A criança traz para dentro da área do brincar objetos ou fenômenos oriundos da realidade externa, utilizando-os como recursos para externalizar a realidade interna ou pessoal (Winnicott, 1975). É pelo brincar que a criança descobre e relaciona os objetos e pessoas que estão inseridas no seu cotidiano. Segundo Ferland4, brincar também é dominar a realidade: “na brincadeira a criança constrói uma ponte entre o familiar e o desconhecido: ela aprisiona gradualmente a realidade”.
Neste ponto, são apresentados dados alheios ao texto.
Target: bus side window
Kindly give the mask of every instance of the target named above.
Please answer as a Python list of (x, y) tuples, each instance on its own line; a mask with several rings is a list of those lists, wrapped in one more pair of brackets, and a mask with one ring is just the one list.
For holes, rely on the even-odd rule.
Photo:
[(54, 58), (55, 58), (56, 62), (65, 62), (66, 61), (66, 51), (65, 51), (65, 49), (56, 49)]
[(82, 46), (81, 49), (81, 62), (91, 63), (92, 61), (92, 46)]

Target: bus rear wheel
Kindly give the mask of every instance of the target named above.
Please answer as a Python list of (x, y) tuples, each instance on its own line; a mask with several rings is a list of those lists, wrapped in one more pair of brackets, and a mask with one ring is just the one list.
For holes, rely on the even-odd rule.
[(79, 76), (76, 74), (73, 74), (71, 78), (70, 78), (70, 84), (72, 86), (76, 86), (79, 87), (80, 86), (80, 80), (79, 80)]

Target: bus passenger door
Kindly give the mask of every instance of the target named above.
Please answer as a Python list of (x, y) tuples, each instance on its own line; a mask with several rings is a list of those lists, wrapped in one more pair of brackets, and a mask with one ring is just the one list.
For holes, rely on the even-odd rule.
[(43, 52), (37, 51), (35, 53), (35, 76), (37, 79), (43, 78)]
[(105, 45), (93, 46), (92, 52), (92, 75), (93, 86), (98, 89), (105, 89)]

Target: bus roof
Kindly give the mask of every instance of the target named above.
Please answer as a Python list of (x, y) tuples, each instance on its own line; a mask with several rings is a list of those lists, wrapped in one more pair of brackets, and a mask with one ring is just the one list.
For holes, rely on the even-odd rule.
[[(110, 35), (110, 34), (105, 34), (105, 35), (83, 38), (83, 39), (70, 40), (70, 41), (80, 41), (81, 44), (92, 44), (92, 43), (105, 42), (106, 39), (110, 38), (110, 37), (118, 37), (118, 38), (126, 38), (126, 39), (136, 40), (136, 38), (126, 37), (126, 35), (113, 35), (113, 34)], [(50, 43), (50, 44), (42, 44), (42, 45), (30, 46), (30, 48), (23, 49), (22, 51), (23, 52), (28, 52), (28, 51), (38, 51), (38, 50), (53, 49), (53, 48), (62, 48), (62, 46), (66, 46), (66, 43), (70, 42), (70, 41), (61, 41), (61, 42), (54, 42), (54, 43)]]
Em relação ao fenômeno da criatividade, é no momento da brincadeira é a criança quem decide o que é real, ou seja, é a imaginação que promove a ação (Ferland, 2006; Winnicott, 1975). Rieben , utiliza o termo imaginação simbólica, ao modo subjetivo de como a criança compreende e assimila a realidade, por exemplo, dar vida a objetos, alimentos, ter um amigo imaginário, e a imaginação criativa, em que as representações e as ficções são mais convenientes com a realidade.
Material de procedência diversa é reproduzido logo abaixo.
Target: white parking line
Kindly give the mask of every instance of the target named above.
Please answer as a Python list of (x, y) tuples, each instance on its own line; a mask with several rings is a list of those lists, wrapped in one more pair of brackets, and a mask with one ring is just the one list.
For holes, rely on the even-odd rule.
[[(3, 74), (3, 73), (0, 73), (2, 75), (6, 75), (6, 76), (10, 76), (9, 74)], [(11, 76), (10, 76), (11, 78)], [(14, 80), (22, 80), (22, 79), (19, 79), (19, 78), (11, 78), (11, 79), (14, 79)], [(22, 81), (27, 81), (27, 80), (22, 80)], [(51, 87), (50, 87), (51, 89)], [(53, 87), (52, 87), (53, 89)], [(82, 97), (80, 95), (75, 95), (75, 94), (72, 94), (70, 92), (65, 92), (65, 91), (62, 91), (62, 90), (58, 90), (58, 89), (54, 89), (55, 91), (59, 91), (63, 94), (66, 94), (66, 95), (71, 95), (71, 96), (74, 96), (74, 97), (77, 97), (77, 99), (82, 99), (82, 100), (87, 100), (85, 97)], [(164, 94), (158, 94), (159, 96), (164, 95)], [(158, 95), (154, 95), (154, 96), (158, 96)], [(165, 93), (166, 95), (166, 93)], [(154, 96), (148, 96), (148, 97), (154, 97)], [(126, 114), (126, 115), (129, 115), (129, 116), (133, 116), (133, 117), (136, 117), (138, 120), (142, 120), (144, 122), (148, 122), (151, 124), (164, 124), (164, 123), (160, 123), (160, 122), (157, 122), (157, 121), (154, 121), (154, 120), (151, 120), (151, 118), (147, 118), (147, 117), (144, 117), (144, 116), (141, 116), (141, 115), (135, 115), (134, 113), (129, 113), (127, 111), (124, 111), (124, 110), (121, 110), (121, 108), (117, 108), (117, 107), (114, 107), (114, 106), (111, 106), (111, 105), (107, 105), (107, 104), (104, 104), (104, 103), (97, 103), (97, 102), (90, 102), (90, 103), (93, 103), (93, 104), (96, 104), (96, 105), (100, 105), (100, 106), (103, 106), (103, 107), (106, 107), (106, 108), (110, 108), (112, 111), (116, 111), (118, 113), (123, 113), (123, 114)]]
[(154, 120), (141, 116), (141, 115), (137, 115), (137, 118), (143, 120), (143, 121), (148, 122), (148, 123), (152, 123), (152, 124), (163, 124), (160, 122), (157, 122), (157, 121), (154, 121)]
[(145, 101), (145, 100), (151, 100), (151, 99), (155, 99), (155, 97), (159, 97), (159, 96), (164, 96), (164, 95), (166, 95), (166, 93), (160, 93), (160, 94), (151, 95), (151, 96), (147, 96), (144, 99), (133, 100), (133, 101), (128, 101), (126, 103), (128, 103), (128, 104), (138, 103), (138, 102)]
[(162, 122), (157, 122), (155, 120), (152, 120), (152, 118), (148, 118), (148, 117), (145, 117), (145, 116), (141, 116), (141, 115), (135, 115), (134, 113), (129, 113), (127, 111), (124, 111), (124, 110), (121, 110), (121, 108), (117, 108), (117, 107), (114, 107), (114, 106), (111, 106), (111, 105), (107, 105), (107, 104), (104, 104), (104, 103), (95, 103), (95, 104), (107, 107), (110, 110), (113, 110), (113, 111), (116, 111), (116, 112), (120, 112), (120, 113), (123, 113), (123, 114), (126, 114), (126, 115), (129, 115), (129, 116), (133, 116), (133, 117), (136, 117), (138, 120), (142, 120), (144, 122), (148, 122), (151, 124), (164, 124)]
O brincar é a via real de aprendizagem da criança. No contexto da Terapia Ocupacional, Ferland4 acredita em duas correntes sobre a utilização do brincar. A primeira refere a atividade do brincar como meio para despertar o interesse da criança na terapia. Já a outra expõe o brincar de forma abrangente, possibilitando inúmeras experiências por meio da criatividade e imaginação. Dessa maneira, para brincar é necessário que a criança apresente atitude e ação, sendo importante estimular e reinventar o sentido do brincar, para que a criança possua uma atitude lúdica para favorecer sua ação (Ferland, 2006, P.59).
REFERENCIAL TEÓRICO
Através do brincar e do prazer – componente essencial da brincadeira -, a criança experimenta vivências que lhe permitem descobrir o mundo (Ferland,2006, p.2). É pelo brincar que a criança descobre e relaciona os objetos e pessoas que estão inseridas no seu cotidiano. Segundo Ferland4, o brincar apresenta desenvolvimento sequencial, contendo componentes que serão descritos a seguir.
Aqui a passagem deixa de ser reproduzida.